デイサービスの書類管理の虎の巻

新しく、デイサービスの生活相談員になった、管理者になったみなさん達に、デイサービスの様々な書類を、どのように整備していけば良いのか?をお伝えする連載です。

毎月の連載に合わせて、デイサービスの書類を見直し、整備されると、実地指導の対策にもなります。

【第1回】今日から始める実地指導対策

(2016.6.10配信)

今回整備する書類は「従業者の勤務の体制及び勤務形態一覧表(略称 勤務形態一覧表)」です。

この書類は、開設後から、毎月作成する必要がある書類です(実地指導では、一番最初に確認される書類です)。
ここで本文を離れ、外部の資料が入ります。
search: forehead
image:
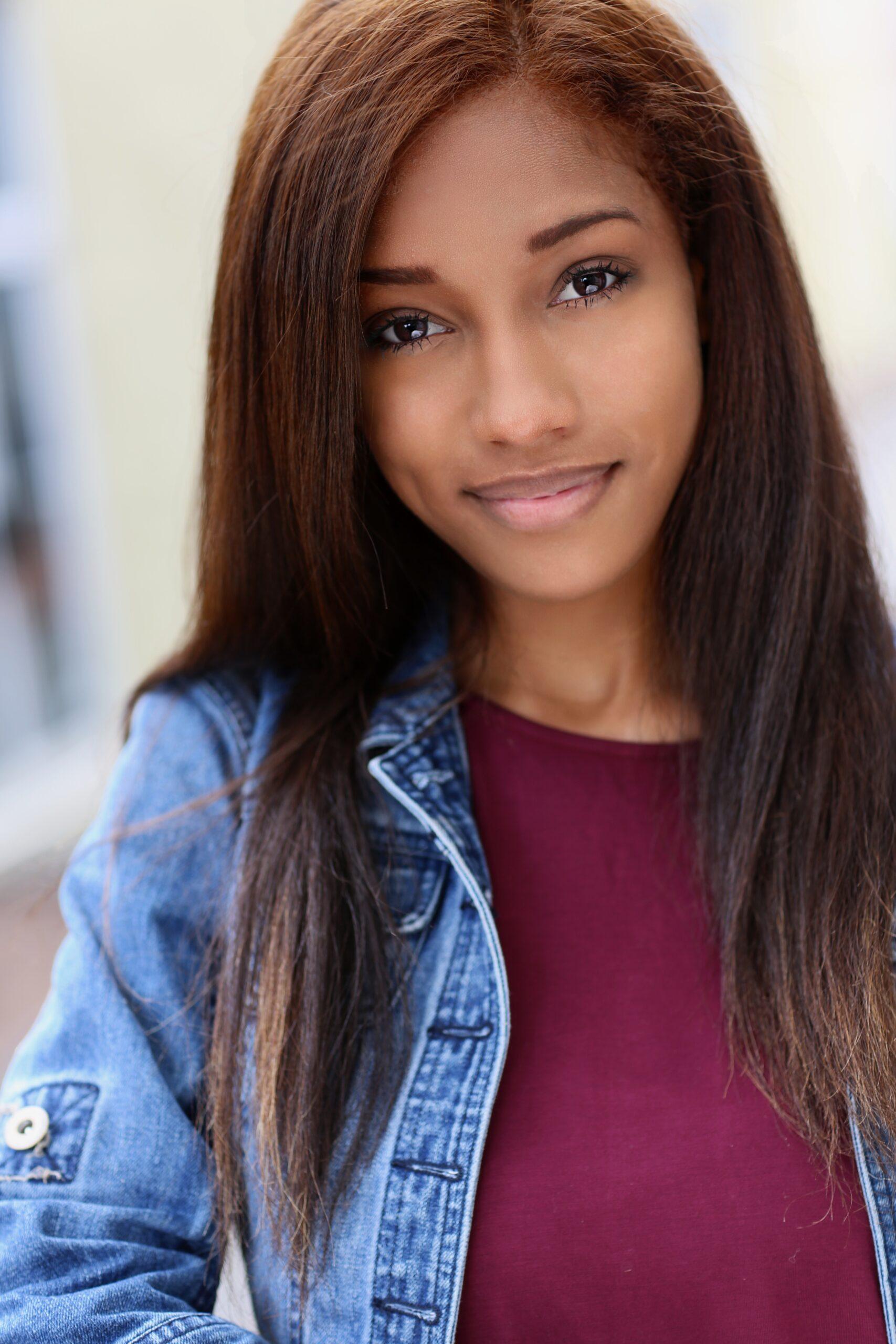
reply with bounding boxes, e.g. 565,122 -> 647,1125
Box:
360,85 -> 661,254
新規申請、変更届の提出時には、この書類を添付しなくてはいけません。この書式は、決まり事が多く、なかなか取っつきにくい印象をお持ちかもしれませんね。しかし連載の1回目に取り上げるのですから、とても大事な書類の1つです。

この書式は、デイサービスの人員配置基準を満たしているのか?の証拠になる書類になります。実地指導当日は、この勤務形態一覧表の表記とタイムカード、資格証などが突き合わされ、確認されます。
この書類に不備が目立つと、指導官の心証が確実に悪くなります。

なお、この書式は、管理者さんの記憶が曖昧になればなるほど、作成が難しくなります。
また、勤務形態一覧表作成後に、タイムカードとの突き合わせ確認作業をお忘れ無く。

ほとんどの法人さんは、この勤務形態一覧表ではなく、デイサービス独自の勤務表などを使用されている思います。
実地指導の連絡があると、指導当日の1週間前までに、この書式で1ヶ月~数ヶ月分の提出を求められますので、毎月の業務の中で作成しておくと、慌てずに済むと思います。
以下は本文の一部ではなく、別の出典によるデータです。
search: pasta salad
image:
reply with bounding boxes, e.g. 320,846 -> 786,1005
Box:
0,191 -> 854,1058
例えば、予定は「独自の勤務表」で、実績は「勤務形態一覧表」でと、分けて記録しておくと良いかもしれません。なお、予定表と実績表は、両方の保管が必要になります。

勤務形態一覧表は、サービス種別によって、行政区によって表が異なりますので、ご注意ください。
また、新規申請時には、4週の表になっていますが、実績を記録する場合は5週の表に手直しして、ご使用ください。4週で記録しておくと、5週目の実績が確認出来ないためです。

表の欄外に、各職員の5週の合計などを自動計算させると、サービス提供体制強化加算、中重度者ケア体制加算、認知症加算などの算定根拠になりますので、これらの加算を取得している事業所は、毎月作成し、保管してください(これらの加算に関しても、実地指導で確認されると思います)。

特にサービス提供体制強化加算は、年度別に4~2月までの11ヶ月の勤務形態一覧表と「サービス提供体制強化加算に係る届出書」「参考計算書」をひとまとめにして保管しておくと良いと思います。

なお、介護職員処遇改善加算の対象となる「介護職員」は、この勤務形態一覧表に載っている、職種が「介護職員」と記載されている職員になります。この記載を忘れると、実地指導で、指摘されますのでご注意ください。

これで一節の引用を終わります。